Damian’s expression darkened. “I know. But this will push her into desperation.”
Cassandra held his gaze. “Good.”
By midday, Lira sat at the kitchen table wrapped in a blanket, her burns bandaged, her eyes still rimmed red from smoke. She studied the letters with trembling fingers.
“This…” she whispered. “This will destroy her.”
“It is enough for a front page?” Cassandra asked.
Lira nodded slowly. “It is everything. Whitcombe was still a recognized name, even in disgrace. And the way she writes to him… she controlled him. She manipulated him.”
Rowan entered the room holding a fresh newspaper. “The press is restless,” he said. “Every column is asking who set the fire and whether someone is trying to silence the truth.”
Lira took the paper from him. “Then they will listen.”
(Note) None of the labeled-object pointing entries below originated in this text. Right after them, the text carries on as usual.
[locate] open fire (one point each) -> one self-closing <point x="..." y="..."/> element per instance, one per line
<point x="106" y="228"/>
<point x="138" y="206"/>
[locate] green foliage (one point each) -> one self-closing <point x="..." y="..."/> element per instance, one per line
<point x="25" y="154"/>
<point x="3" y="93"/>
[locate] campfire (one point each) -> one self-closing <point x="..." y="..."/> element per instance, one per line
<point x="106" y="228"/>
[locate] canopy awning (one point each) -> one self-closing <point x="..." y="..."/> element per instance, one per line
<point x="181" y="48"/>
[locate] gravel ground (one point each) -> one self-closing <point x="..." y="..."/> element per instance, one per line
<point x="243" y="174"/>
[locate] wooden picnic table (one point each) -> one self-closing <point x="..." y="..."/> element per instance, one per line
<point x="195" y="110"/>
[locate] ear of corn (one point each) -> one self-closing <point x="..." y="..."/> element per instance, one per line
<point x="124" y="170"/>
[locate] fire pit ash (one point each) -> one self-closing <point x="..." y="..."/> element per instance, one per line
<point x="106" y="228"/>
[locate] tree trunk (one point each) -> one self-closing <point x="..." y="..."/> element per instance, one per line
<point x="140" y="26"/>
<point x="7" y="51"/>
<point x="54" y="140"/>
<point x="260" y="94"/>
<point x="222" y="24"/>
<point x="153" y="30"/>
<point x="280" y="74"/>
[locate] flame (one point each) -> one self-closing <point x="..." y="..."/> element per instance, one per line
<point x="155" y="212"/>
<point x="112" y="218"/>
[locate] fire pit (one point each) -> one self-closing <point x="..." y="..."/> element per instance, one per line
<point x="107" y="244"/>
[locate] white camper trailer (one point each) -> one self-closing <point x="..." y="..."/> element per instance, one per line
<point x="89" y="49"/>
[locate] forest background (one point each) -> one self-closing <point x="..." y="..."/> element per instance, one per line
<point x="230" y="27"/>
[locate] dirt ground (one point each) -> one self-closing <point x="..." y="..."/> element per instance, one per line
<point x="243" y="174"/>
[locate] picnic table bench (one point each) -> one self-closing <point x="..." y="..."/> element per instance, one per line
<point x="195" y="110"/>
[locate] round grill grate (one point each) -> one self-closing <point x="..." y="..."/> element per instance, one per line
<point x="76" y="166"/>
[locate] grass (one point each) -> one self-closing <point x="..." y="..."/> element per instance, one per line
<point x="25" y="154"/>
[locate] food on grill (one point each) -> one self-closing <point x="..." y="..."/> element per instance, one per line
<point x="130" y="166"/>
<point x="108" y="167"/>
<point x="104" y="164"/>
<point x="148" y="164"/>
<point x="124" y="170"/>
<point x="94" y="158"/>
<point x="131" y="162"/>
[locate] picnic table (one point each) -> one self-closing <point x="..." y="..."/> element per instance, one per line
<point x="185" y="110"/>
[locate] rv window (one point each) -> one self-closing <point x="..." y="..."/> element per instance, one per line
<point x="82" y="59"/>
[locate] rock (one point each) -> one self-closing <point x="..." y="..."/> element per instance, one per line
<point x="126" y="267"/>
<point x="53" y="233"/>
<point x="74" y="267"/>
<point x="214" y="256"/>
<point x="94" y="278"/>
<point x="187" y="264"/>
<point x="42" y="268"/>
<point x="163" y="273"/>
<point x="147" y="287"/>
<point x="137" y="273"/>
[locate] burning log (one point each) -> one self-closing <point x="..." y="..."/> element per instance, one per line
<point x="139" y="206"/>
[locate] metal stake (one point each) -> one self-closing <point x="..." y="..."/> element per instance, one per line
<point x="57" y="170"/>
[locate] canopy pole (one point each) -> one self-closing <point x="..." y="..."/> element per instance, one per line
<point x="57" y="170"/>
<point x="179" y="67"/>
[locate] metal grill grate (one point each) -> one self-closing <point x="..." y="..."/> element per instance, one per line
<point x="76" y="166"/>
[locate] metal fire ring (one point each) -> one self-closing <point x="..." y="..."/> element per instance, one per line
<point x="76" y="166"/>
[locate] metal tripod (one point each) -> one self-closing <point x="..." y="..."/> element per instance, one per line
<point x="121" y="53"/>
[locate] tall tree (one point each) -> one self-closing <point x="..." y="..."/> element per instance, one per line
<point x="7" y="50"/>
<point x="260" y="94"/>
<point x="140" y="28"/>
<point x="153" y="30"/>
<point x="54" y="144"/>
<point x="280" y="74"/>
She looked back at Cassandra. “I will write the article myself. We will print it through the underground press at the docks. It is dangerous, but they owe me favors.”
Cassandra placed a hand on hers. “You nearly died last night. I cannot ask you.”
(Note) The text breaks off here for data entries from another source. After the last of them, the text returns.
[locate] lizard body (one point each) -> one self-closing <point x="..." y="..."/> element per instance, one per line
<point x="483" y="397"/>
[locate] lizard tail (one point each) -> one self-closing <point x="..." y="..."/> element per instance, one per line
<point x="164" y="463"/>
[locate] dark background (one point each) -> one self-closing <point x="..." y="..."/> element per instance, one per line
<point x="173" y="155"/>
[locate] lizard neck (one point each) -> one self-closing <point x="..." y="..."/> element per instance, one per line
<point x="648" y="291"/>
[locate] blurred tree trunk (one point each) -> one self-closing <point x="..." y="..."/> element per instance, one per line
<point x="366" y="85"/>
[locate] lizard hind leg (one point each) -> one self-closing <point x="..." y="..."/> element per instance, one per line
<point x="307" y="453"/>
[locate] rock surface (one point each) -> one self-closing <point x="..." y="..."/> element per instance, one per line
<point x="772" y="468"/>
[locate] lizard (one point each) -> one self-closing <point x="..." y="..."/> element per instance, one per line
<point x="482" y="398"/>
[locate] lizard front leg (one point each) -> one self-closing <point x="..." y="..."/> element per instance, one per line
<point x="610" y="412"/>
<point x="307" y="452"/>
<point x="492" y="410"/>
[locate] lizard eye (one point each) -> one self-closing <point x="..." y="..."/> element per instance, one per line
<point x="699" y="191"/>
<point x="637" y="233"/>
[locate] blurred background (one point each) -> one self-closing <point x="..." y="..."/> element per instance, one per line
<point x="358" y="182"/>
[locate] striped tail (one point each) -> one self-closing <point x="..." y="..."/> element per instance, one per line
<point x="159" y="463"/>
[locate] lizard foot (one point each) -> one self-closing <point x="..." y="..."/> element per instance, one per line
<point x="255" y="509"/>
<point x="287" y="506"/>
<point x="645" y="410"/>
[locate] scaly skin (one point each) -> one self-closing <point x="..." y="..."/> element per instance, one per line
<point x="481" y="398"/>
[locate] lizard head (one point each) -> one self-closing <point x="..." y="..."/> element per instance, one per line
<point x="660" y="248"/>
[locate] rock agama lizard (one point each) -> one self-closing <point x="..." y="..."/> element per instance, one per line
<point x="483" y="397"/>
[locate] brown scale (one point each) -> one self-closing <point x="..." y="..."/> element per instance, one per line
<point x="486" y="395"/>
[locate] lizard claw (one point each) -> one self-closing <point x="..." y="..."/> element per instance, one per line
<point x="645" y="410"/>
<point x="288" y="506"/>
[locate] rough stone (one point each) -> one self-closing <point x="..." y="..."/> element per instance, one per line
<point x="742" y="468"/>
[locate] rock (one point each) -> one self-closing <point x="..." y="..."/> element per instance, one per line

“You do not need to ask,” Lira interrupted softly. “This story matters. And if Victoria is willing to kill to stop it, then it must be told.”
Her voice shook, but her resolve held.
Ruben sat down and tapped the letters. “Cassandra… I must warn you. This scandal will not just hurt Victoria. It will shake Parliament. Ministers who voted against the inheritance reforms might become targets of their own secrets.”
“All the better,” Damian said firmly. “Let them feel what families have suffered under her schemes.”
Ruben sighed and folded his hands. “I hope righteousness is enough to protect you.”
The exposé appeared the next morning.
THE MINISTER, THE MISTRESS OF INHERITANCE, AND THE SILENT FORTUNE.
The headline stretched across the front of half the city’s papers by sunrise. By noon, crowds gathered outside Parliament. Vendors shouted over each other, waving copies of the scorched article. Rumors flew through the streets faster than the newspapers could be printed.
Some claimed Victoria seduced Whitcombe to steal his wealth. Others insisted Whitcombe had funded an entire decade of surrogacy fraud before disappearing. A few whispered that Whitcombe was still alive and hiding somewhere abroad, supported by Victoria’s money.
Cassandra stood at an upstairs window of the townhouse and watched the city stir under the weight of the story. The noise from the streets drifted through the cracked glass. Cart wheels clattered over cobblestones. Women in shawls stopped to read posts nailed to lampposts. Reporters ran through alleyways with ink-stained hands, shouting updates.
Damian came to stand beside her. “You have done it,” he said quietly. “The city cannot ignore this.”
Cassandra nodded, though the victory felt thin. “This exposes her past. Not her present. She will fight back.”
“She is already fighting,” Damian said.
Cassandra turned to him. “What do you mean?”
He held up a slip of paper, written in quick, elegant handwriting.
Tell Cassandra Vale her time is running thin.
Cassandra’s pulse thudded. “Where did you get this?”
“It was delivered to the alley behind the townhouse,” Damian said. “Addressed to me. She wants me to carry her message.”
Cassandra swallowed. “Then she knows we are here.”
“At least one of her men does,” Damian replied. “And if she feels cornered, she will strike back hard.”
Cassandra looked again at the crowd below. The city was turning against Victoria, but Cassandra knew the woman they hunted was most dangerous when she had something left to lose.
“She is planning her next move,” Cassandra murmured. “I can feel it. This is only the beginning.”
Damian rested a hand on her shoulder, grounding her. “Whatever she tries, we face it together.”
Cassandra exhaled slowly. “We must prepare. She will not lose quietly.”
And as the bells of Parliament rang across the river, echoing through the city like a warning, Cassandra understood the truth.
Victoria had survived one scandal in her life already.
This time, she would burn everything before she let it swallow her.